Sont concernés : les établissements d’enseignement supérieur privé, les formations non autorisées par le ministère et les institutions privées prétendant être reconnues par l’État. Contacté par TelQuel.ma, Mohamed Tahiri, directeur de l’enseignement supérieur et du développement pédagogique au ministère de tutelle, affirme que « ce phénomène de publicités trompeuses existe depuis des années, mais qu’il a pris plus d’ampleurs, ces dernières années, ce qui a poussé le ministère à tirer le signal d’alarme sur ces pratiques déloyales ». Il ajoute : « Ces fausses informations sont susceptibles d’induire les étudiants et leurs familles en erreurs ». Qui sont ces établissements ? Comment procèdent-ils ? Sont-ils punis ? Interrogé, notre interlocuteur reste vague.

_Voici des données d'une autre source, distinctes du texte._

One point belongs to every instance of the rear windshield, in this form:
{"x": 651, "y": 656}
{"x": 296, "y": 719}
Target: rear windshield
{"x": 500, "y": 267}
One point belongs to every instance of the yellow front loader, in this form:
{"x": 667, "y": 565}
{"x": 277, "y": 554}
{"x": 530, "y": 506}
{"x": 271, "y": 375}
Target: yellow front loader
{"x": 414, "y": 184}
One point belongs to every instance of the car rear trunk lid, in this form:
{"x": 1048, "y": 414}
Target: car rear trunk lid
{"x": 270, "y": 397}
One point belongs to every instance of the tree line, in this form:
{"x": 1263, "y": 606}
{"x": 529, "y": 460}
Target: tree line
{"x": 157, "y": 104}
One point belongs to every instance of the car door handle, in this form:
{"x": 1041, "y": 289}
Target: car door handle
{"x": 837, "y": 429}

Jacques Knafo, président de la Fédération de l’enseignement supérieur privé et membre du Conseil supérieur de l’éducation de la formation et de la recherche scientifique, nous explique que cela fait plusieurs années déjà qu’il tente de sensibiliser le ministère à ce problème. « Les rares fois où l’on me répond, on me dit que le ministère n’a pas les moyens de contrôler toutes les écoles », s’agace le professionnel. Si ce dernier se félicite que le ministère ait « enfin réagit », il reste toutefois sceptique : « La loi autorise le gouvernement à sanctionner ces écoles. Tant qu’il ne le fera pas, ce sera l’anarchie ».

Mensonges ou malentendus ?

En matière de publicité mensongère, il existe plusieurs cas de figure. Il y a par exemple les écoles qui ouvrent sans autorisation de l’Etat. C’est notamment le cas d’une école qui enseigne le management à Casablanca et qui, en 2015, a ouvert ses inscriptions alors qu’elle n’avait pas encore reçu l’autorisation du ministère. « Ils n’ont eu l’autorisation qu’un an après son ouverture », nous explique Jacques Knafo.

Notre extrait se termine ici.